Bacon rolls and tea. Fantastic. We were keeping watch and answering questions. We were sitting on a rocky slope supporting the viaduct. The area can be seen on a map as the estuary of the River Kent leading from Morecambe bay and an area of quicksand and a tidal bore that comes in very fast, so fast that a Klaxon is sounded to warn the public.

Klaxon sounds. Coastguard in attendance to warn onlookers of the danger as many people are now dolphin watching.

Second Klaxon sounds. Coastguard start moving people away from danger areas.

Tidal bore comes in fast. The dolphin is carried by the current to the far shore and then swept upstream along the channel. The dolphin is unable to fight against the tide and is seen to be rolling over on several occasions. He tries to get upright only to be rolled again by the current. The Arnside Coastguard have already provided us with information about this area – it is not accessible by boat as it is shallow until high tide and then is dangerous because of the fast currents. At this stage it is not looking good. We watch the dolphin through binoculars and decide to track it by car.

The once empty car park is now full of onlookers and so we set off up the coast towards Sandside, stopping at intervals to get a view of the dolphin. We have an ever growing number of cars following us.

Sandside. The dolphin can be seen 100 metres off shore, too far to reach from land and too shallow for rescue boats to reach him.

We watch as the tide turns and he is carried further away from us. Dave and Tracy go to the far shore by car to try to get to the area where we think the dolphin might reach.

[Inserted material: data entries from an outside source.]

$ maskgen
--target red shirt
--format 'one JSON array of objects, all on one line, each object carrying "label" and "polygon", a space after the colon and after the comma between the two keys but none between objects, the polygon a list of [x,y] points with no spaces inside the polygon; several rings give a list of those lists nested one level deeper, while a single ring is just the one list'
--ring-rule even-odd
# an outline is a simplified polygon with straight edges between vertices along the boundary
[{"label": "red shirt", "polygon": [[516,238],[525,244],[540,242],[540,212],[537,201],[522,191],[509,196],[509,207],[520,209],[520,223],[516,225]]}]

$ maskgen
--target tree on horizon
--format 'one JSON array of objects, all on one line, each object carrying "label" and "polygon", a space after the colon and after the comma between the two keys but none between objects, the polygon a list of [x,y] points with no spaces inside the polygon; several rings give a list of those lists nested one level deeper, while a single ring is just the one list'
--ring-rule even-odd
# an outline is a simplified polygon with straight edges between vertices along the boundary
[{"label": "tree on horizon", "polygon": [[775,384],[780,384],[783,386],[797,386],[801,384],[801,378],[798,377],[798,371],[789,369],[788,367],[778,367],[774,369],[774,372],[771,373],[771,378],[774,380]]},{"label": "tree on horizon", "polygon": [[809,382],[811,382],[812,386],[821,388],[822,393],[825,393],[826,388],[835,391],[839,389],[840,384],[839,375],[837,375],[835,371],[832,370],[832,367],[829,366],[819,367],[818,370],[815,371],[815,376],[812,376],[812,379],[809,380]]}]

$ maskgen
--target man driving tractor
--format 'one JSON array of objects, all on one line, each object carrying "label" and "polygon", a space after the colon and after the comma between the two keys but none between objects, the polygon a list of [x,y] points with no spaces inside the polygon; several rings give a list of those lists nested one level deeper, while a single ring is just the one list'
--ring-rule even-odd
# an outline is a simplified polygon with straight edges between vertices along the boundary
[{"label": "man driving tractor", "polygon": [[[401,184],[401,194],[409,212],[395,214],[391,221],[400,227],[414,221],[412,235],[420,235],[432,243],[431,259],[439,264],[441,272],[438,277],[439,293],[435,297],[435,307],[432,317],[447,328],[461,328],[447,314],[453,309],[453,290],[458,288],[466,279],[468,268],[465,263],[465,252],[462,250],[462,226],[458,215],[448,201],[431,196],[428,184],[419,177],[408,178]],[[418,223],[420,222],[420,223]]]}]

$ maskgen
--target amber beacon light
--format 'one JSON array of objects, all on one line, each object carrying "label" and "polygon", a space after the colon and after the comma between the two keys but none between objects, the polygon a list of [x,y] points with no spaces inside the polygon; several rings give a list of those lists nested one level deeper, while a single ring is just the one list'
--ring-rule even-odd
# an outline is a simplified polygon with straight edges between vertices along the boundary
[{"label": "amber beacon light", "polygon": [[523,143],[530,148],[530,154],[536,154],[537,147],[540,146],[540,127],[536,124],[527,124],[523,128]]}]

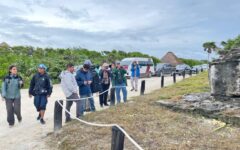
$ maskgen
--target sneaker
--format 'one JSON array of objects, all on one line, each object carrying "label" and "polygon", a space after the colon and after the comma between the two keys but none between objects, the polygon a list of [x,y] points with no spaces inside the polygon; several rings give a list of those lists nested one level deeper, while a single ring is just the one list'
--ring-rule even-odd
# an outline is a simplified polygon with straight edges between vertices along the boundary
[{"label": "sneaker", "polygon": [[39,114],[38,117],[37,117],[37,120],[40,120],[41,119],[41,115]]},{"label": "sneaker", "polygon": [[134,91],[134,89],[131,89],[131,91]]},{"label": "sneaker", "polygon": [[103,104],[100,104],[100,107],[103,108]]},{"label": "sneaker", "polygon": [[22,122],[22,118],[18,120],[18,123],[21,123]]},{"label": "sneaker", "polygon": [[43,120],[43,118],[40,119],[41,124],[45,124],[46,122]]},{"label": "sneaker", "polygon": [[86,111],[86,112],[89,112],[89,111],[90,111],[90,108],[85,109],[85,111]]},{"label": "sneaker", "polygon": [[66,123],[70,122],[70,121],[72,121],[72,118],[66,118],[66,120],[65,120]]},{"label": "sneaker", "polygon": [[9,125],[9,128],[12,128],[12,127],[14,127],[14,124],[10,124],[10,125]]},{"label": "sneaker", "polygon": [[136,89],[135,92],[137,92],[138,90]]},{"label": "sneaker", "polygon": [[104,104],[104,106],[109,106],[108,104]]}]

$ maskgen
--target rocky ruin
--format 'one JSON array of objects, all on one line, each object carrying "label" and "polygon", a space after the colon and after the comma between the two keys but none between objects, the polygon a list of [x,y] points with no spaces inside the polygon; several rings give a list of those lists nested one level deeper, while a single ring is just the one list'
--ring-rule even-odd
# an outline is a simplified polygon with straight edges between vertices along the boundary
[{"label": "rocky ruin", "polygon": [[240,49],[231,50],[210,65],[211,95],[218,100],[240,98]]},{"label": "rocky ruin", "polygon": [[240,126],[240,49],[233,49],[210,64],[209,93],[183,96],[177,102],[158,101],[174,111],[201,114]]}]

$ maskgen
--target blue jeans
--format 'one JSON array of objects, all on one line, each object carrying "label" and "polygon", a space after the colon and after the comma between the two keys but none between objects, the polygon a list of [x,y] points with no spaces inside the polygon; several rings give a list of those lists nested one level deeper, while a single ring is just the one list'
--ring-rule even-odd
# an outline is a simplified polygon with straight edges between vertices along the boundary
[{"label": "blue jeans", "polygon": [[[92,93],[80,95],[81,98],[86,98],[86,97],[91,97],[91,96],[92,96]],[[95,105],[94,105],[94,99],[93,98],[88,98],[88,99],[83,99],[82,100],[83,107],[81,107],[81,110],[80,110],[81,112],[83,112],[85,110],[86,103],[88,103],[88,102],[90,104],[90,110],[92,112],[96,111]]]},{"label": "blue jeans", "polygon": [[47,102],[47,95],[34,96],[34,105],[37,111],[46,110]]},{"label": "blue jeans", "polygon": [[[120,96],[120,91],[122,90],[123,93],[123,101],[127,102],[127,88],[126,88],[126,83],[118,84],[116,86],[116,95],[117,95],[117,103],[121,102],[121,96]],[[118,87],[122,86],[122,87]]]}]

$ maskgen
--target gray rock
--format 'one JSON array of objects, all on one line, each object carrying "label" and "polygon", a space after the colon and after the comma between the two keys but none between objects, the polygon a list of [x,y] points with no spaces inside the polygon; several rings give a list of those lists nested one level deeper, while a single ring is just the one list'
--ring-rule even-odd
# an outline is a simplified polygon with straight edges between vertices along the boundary
[{"label": "gray rock", "polygon": [[240,49],[231,50],[225,57],[210,64],[211,95],[227,100],[240,97]]},{"label": "gray rock", "polygon": [[186,102],[201,102],[206,99],[212,99],[210,93],[194,93],[183,96],[183,100]]},{"label": "gray rock", "polygon": [[[205,117],[219,119],[227,123],[240,125],[240,101],[228,98],[226,101],[214,99],[210,93],[193,93],[183,96],[177,102],[158,101],[160,106],[190,114],[200,114]],[[235,112],[233,115],[225,112]]]}]

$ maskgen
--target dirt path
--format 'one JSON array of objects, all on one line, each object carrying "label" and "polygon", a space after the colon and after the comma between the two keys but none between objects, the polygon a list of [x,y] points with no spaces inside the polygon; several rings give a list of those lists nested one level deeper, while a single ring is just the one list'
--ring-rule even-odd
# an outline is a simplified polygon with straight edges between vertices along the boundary
[{"label": "dirt path", "polygon": [[[150,93],[156,89],[160,88],[160,78],[153,77],[147,78],[146,80],[146,91],[145,93]],[[182,80],[182,77],[177,77],[177,81]],[[141,80],[139,81],[139,85]],[[165,78],[165,86],[173,84],[172,77]],[[130,92],[130,81],[128,80],[128,98],[137,96],[140,94],[138,92]],[[140,86],[139,86],[140,89]],[[44,144],[44,139],[48,133],[53,131],[53,108],[55,100],[64,98],[62,89],[59,85],[54,85],[53,93],[49,99],[47,111],[45,115],[46,125],[41,125],[39,121],[36,120],[37,112],[33,105],[33,98],[28,97],[28,91],[26,89],[21,90],[22,94],[22,123],[16,121],[13,128],[8,127],[6,121],[6,108],[5,102],[0,101],[0,149],[4,150],[39,150],[48,149]],[[95,105],[97,111],[102,110],[99,107],[99,99],[95,98]],[[103,108],[106,109],[107,107]],[[75,105],[71,110],[75,114]]]}]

We can see that the dolphin has now stranded on a sandbank between us and the far shore where Tracy and Dave are, We obtain local help and Sarah guides us to an access point near the dolphin. (Actually across fields and over and under barbed wire.) A family with a small dinghy have gone onto the sandbank and are pouring water on the dolphin. I take my shoes off and Will takes me across the deep channel to the dolphin. With assistance from the 6 people on the sandbank we get the dolphin upright and his blowhole clear of the water.

Glen, Dave and Tracy are rowed over to the sandbank to care for the dolphin.

The vet arrives and an assessment of the dolphins condition is made. The dolphin is distressed and to alleviate further suffering the decision is taken to euthanase, following consultation with BDMLr Director & Vet James Barnett.

The dolphin was a large (>3.5m) male Bottlenose dolphin. The dolphin was 100% NOT Marra, the heavily reported 'local' dolphin.

Thanks to everyone who took part in this rescue attempt, all the BDMLR medics/co-ordinators, Liverpool MRSC and Arnside Coastguard, Morecambe RNLI, Bay Rescue Team, Police and Vet. Thanks also to all members of the public who helped and supported us.